Troubleshoot out of memory errors with Azure SQL Database and Fabric SQL database

Applies to: Azure SQL Database SQL database in Fabric

You might see error messages when the SQL database engine has failed to allocate sufficient memory to run the query. This can be caused by various reasons including the limits of selected service objective, aggregate workload memory demands, and memory demands by the query.

For more information on the memory resource limit for Azure SQL Database, see Resource management in Azure SQL Database. Fabric SQL database shares many features with Azure SQL Database, for more information on performance monitoring, see Fabric SQL database performance monitoring.

For more on troubleshooting out of memory issues in SQL Server, see MSSQLSERVER_701.

Try the following avenues of investigation in response to:

  • Error code 701 with error message "There is insufficient system memory in resource pool '%ls' to run this query."
  • Error code 802 with error message "There is insufficient memory available in the buffer pool."

View out of memory events

If you encounter out of memory errors, review sys.dm_os_out_of_memory_events. This view includes information on the predicted out of memory cause, determined by a heuristic algorithm and is provided with a finite degree of confidence.

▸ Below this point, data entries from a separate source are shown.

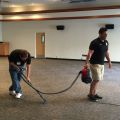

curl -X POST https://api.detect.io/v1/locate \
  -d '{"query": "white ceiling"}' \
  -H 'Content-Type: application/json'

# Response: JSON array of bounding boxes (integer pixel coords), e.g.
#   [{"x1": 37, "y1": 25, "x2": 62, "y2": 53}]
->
[{"x1": 0, "y1": 0, "x2": 120, "y2": 12}]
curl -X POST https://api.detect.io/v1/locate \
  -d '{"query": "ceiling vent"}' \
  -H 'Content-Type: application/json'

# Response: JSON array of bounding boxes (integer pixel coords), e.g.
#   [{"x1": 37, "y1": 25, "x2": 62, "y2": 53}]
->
[{"x1": 69, "y1": 0, "x2": 96, "y2": 3}]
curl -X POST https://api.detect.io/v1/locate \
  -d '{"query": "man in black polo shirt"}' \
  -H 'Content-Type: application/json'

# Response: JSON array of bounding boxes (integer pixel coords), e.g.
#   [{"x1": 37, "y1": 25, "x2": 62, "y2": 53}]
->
[
  {"x1": 86, "y1": 28, "x2": 112, "y2": 101},
  {"x1": 8, "y1": 49, "x2": 31, "y2": 98}
]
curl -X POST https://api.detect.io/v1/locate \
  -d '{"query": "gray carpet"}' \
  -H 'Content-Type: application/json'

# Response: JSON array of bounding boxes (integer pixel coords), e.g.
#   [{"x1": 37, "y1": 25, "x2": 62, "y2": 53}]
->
[{"x1": 0, "y1": 58, "x2": 120, "y2": 120}]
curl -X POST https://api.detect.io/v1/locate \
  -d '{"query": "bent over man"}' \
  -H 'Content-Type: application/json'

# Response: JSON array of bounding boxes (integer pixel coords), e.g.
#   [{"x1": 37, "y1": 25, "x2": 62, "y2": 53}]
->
[{"x1": 8, "y1": 49, "x2": 31, "y2": 98}]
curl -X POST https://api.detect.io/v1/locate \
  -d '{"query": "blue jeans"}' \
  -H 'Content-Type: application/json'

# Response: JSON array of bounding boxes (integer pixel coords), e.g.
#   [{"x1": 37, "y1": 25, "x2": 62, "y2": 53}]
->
[{"x1": 9, "y1": 68, "x2": 23, "y2": 93}]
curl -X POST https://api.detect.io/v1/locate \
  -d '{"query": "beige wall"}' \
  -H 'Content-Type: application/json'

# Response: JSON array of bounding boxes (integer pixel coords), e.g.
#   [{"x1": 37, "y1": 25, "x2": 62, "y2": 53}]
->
[{"x1": 3, "y1": 18, "x2": 120, "y2": 61}]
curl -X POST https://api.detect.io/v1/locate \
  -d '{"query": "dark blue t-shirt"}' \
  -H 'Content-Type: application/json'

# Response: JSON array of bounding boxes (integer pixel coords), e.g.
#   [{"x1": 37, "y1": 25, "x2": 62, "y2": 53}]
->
[{"x1": 89, "y1": 38, "x2": 109, "y2": 65}]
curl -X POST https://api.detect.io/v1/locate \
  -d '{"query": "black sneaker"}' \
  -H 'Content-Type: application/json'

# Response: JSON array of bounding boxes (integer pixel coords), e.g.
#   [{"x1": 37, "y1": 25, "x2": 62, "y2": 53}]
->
[
  {"x1": 88, "y1": 95, "x2": 98, "y2": 102},
  {"x1": 95, "y1": 94, "x2": 102, "y2": 99}
]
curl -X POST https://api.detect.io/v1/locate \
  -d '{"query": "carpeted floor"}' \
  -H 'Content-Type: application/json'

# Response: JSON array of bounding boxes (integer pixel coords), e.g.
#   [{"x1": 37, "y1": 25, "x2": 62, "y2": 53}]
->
[{"x1": 0, "y1": 58, "x2": 120, "y2": 120}]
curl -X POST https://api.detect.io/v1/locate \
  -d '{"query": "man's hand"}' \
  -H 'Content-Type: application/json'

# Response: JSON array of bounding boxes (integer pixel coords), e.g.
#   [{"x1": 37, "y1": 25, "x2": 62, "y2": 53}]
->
[
  {"x1": 27, "y1": 77, "x2": 31, "y2": 82},
  {"x1": 108, "y1": 62, "x2": 112, "y2": 69},
  {"x1": 84, "y1": 63, "x2": 90, "y2": 68}
]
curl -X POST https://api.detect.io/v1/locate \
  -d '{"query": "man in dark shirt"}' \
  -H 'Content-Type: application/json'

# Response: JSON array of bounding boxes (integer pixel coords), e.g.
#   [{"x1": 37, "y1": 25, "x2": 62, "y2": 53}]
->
[
  {"x1": 8, "y1": 49, "x2": 31, "y2": 98},
  {"x1": 86, "y1": 28, "x2": 112, "y2": 101}
]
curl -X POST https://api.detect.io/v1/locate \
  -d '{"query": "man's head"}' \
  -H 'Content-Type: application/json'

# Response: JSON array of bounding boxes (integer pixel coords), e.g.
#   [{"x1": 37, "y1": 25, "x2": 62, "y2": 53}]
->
[
  {"x1": 20, "y1": 50, "x2": 28, "y2": 61},
  {"x1": 99, "y1": 27, "x2": 107, "y2": 40}
]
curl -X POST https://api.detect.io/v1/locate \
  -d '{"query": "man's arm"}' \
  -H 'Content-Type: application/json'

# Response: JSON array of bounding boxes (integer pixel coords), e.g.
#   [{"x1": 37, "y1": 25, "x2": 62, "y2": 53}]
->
[
  {"x1": 85, "y1": 49, "x2": 94, "y2": 67},
  {"x1": 26, "y1": 64, "x2": 31, "y2": 81},
  {"x1": 105, "y1": 51, "x2": 112, "y2": 68}
]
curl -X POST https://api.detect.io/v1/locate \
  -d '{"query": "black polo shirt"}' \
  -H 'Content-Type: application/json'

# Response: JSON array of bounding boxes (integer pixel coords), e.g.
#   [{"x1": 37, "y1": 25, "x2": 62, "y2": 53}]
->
[
  {"x1": 8, "y1": 49, "x2": 31, "y2": 66},
  {"x1": 89, "y1": 38, "x2": 108, "y2": 65}
]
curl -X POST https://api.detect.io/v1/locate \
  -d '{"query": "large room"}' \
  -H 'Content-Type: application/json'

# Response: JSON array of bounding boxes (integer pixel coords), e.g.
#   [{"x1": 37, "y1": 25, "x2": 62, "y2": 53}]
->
[{"x1": 0, "y1": 0, "x2": 120, "y2": 120}]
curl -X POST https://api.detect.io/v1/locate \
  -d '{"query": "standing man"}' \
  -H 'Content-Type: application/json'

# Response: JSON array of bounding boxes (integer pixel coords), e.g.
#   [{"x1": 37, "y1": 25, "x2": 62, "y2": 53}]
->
[
  {"x1": 8, "y1": 49, "x2": 31, "y2": 98},
  {"x1": 86, "y1": 28, "x2": 112, "y2": 102}
]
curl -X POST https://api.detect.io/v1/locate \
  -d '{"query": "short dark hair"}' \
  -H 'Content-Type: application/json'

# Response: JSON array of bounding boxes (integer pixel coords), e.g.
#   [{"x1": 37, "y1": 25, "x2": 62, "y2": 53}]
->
[
  {"x1": 99, "y1": 27, "x2": 107, "y2": 34},
  {"x1": 20, "y1": 50, "x2": 28, "y2": 59}
]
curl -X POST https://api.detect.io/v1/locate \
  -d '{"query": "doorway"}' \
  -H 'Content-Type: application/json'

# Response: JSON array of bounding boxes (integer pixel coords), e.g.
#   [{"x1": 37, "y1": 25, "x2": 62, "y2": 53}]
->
[{"x1": 36, "y1": 33, "x2": 45, "y2": 58}]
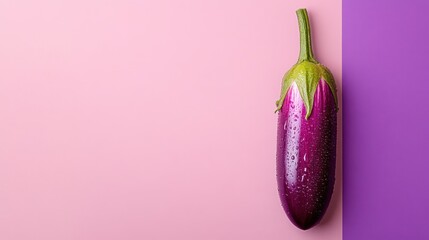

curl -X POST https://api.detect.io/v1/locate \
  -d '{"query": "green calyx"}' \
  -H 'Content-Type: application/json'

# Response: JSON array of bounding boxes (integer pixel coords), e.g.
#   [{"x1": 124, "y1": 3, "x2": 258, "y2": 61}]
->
[{"x1": 276, "y1": 9, "x2": 338, "y2": 119}]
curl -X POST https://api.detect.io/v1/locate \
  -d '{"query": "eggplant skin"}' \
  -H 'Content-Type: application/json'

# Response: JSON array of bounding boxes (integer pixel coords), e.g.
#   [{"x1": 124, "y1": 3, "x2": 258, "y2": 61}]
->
[{"x1": 277, "y1": 79, "x2": 337, "y2": 230}]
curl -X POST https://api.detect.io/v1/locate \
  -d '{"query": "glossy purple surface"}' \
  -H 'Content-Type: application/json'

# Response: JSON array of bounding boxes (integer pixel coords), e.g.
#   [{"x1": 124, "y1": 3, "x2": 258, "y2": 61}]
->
[{"x1": 277, "y1": 80, "x2": 337, "y2": 230}]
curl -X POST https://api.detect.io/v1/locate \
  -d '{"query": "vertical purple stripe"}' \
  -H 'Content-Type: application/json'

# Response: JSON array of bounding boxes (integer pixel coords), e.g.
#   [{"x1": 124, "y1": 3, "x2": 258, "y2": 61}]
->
[{"x1": 343, "y1": 0, "x2": 429, "y2": 240}]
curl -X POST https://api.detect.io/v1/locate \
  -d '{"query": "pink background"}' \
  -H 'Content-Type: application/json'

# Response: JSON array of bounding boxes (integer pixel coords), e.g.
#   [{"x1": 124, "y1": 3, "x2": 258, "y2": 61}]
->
[{"x1": 0, "y1": 0, "x2": 342, "y2": 240}]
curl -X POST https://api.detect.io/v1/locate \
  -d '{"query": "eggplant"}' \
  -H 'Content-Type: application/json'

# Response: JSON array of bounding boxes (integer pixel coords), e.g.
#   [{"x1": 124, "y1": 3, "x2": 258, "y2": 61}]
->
[{"x1": 276, "y1": 9, "x2": 338, "y2": 230}]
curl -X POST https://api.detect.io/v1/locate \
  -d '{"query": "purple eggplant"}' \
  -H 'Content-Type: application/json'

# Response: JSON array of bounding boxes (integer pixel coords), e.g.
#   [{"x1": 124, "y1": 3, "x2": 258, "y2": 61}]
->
[{"x1": 276, "y1": 9, "x2": 338, "y2": 230}]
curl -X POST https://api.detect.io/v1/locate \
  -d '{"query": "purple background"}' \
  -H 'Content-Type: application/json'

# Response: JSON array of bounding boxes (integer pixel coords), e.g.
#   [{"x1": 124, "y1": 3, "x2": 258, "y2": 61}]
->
[{"x1": 343, "y1": 0, "x2": 429, "y2": 240}]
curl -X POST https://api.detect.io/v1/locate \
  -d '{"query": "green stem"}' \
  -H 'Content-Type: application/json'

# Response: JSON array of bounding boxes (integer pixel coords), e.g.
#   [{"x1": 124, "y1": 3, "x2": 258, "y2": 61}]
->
[{"x1": 296, "y1": 8, "x2": 317, "y2": 63}]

SELECT * FROM sys.dm_os_out_of_memory_events ORDER BY event_time DESC;  

Investigate memory allocation

If out of memory errors persist in Azure SQL Database, consider at least temporarily increasing the service level objective of the database in the Azure portal.

If out of memory errors persist, use the following queries to look for unusually high query memory grants that might contribute to an insufficient memory condition. Run the following example queries in the database that experienced the error (not in the master database of the Azure SQL logical server).

Use DMV to view out of memory events

The sys.dm_os_out_of_memory_events allows visibility to the events and causes of out of memory (OOM) events in Azure SQL Database. The summarized_oom_snapshot extended event is a part of the existing system_health event session to simplify detection. For more information, see sys.dm_os_out_of_memory_events and Blog: A new way to troubleshoot out-of-memory errors in the database engine.

Use DMVs to view memory clerks

Start with a broad investigation, if the out of memory error occurred recently, by viewing the allocation of memory to memory clerks. Memory clerks are internal to the database engine for this Azure SQL Database. The top memory clerks in terms of pages allocated might be informative to what type of query or feature of SQL Server is consuming the most memory.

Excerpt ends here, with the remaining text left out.